The air is crisp in a way that I imagine oxygen would smell if it was given a scent. My eyes threaten to release a spring of tears as they protest to the sudden change in the brightness of my surroundings. I feel a breeze around the top of my chest where my coat isn’t quite done up and my snood is failing to cover. My feet feel heavy in my snow boots, as each movement is laboured with their weight and the footprints that clings to you on every step. I acknowledge passers by, whose rosy cheeks could act as lampposts when the light will inevitably dim, and I feel at peace with the joy the snow seems to bring everyone. Some say ‘Hello!’, some simply nod, and some are followed by snotty children whose sledging expiry date has clearly passed. As I reach the top of the hill I am met with euphoria; I chuckle to myself as if this cannot be real.
My plastic sledge moans as I slouch down on it, as if trying to remind me that it probably wasn’t designed for a seventeen year old girl.
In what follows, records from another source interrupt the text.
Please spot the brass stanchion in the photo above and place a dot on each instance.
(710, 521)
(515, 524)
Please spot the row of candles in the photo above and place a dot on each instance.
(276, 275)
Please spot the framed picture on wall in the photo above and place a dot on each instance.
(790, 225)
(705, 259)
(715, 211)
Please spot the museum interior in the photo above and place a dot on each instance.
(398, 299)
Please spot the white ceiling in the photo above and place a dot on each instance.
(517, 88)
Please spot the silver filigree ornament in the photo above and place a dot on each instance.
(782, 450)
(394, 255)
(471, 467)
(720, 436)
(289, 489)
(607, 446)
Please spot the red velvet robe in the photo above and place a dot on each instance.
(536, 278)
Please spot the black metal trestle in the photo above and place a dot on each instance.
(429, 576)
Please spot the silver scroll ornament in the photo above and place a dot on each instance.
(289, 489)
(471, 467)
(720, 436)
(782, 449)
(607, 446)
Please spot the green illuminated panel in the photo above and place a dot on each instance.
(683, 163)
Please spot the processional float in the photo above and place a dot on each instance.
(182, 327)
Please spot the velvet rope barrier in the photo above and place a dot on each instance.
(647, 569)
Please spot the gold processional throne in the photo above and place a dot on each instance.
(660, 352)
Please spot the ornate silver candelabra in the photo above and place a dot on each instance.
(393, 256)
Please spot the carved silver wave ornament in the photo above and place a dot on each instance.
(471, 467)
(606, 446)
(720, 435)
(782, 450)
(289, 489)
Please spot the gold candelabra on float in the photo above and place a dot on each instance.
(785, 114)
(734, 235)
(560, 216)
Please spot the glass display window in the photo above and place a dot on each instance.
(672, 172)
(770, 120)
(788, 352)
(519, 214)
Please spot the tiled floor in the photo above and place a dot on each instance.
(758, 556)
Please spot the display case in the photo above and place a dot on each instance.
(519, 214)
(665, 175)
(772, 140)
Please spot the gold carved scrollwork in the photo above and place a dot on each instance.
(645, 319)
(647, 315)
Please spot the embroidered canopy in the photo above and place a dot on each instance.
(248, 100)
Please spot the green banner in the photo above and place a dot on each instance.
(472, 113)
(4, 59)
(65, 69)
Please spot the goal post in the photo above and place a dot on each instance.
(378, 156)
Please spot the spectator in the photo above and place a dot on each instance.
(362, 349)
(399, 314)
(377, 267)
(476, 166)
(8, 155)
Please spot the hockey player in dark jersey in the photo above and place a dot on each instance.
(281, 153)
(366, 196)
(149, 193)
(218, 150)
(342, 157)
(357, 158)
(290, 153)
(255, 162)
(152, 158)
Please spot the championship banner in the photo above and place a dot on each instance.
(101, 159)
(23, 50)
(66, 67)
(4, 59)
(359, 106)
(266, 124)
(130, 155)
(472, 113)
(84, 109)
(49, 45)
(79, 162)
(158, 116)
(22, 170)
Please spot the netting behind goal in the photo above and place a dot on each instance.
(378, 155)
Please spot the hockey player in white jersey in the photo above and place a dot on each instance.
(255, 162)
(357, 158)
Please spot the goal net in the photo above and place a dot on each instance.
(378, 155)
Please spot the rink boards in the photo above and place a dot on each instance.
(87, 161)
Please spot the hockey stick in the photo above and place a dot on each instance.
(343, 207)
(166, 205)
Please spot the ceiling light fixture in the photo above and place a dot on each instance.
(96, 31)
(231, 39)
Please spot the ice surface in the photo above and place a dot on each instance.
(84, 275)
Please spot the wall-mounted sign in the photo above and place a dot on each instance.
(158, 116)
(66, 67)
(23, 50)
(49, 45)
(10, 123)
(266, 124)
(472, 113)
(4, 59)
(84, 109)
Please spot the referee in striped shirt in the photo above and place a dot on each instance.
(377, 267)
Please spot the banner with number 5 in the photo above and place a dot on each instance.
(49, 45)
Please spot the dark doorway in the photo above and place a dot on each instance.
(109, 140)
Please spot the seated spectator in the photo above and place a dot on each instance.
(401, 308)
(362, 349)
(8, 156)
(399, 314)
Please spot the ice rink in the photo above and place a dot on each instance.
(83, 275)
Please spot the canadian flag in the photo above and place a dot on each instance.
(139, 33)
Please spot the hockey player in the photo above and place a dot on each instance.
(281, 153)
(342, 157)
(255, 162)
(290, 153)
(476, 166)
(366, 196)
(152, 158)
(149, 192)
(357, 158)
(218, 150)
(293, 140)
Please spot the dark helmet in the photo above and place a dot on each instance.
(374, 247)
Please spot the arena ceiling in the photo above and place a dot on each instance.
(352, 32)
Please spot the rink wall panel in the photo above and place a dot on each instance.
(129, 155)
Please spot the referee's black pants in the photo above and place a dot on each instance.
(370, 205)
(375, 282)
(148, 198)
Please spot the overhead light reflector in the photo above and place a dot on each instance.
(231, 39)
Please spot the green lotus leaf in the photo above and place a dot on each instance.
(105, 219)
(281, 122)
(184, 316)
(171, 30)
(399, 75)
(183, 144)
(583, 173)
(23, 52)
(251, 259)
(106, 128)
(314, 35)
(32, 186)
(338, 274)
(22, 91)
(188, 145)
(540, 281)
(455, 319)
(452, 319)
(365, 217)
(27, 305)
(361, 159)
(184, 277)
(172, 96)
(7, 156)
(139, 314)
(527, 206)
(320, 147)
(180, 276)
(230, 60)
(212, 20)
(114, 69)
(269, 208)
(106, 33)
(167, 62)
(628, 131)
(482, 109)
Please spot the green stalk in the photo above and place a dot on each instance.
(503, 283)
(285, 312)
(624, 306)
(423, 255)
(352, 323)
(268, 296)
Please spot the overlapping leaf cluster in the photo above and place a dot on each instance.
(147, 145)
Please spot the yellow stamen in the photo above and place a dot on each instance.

I grip the faded blue, flimsy strings in front of me, holding them like reigns so I might appear to know what I’m doing. My brother and I exchange nods of encouragement; our signal to go. I push my feet down into the snow, trying to gain as much force as possible before the descent. I bring my legs up off the ground, and the sledge seems to lift itself and I feel as though I am drifting up off the hill. The wind focusses on stealing my hat, so my face only encounters a small, pleasant breeze. I can feel myself picking up momentum and excitement rushes through my body. I cheer as I dodge people, dogs and trees and laugh at how slow and sad I must look to so many observers. The sledge and I jolt in different directions as we soar over sticks and bumps but I don’t feel the bruises I am causing. I continue hurtling down the slope but I am only smiling, and I think that I will stay smiling for the rest of the day.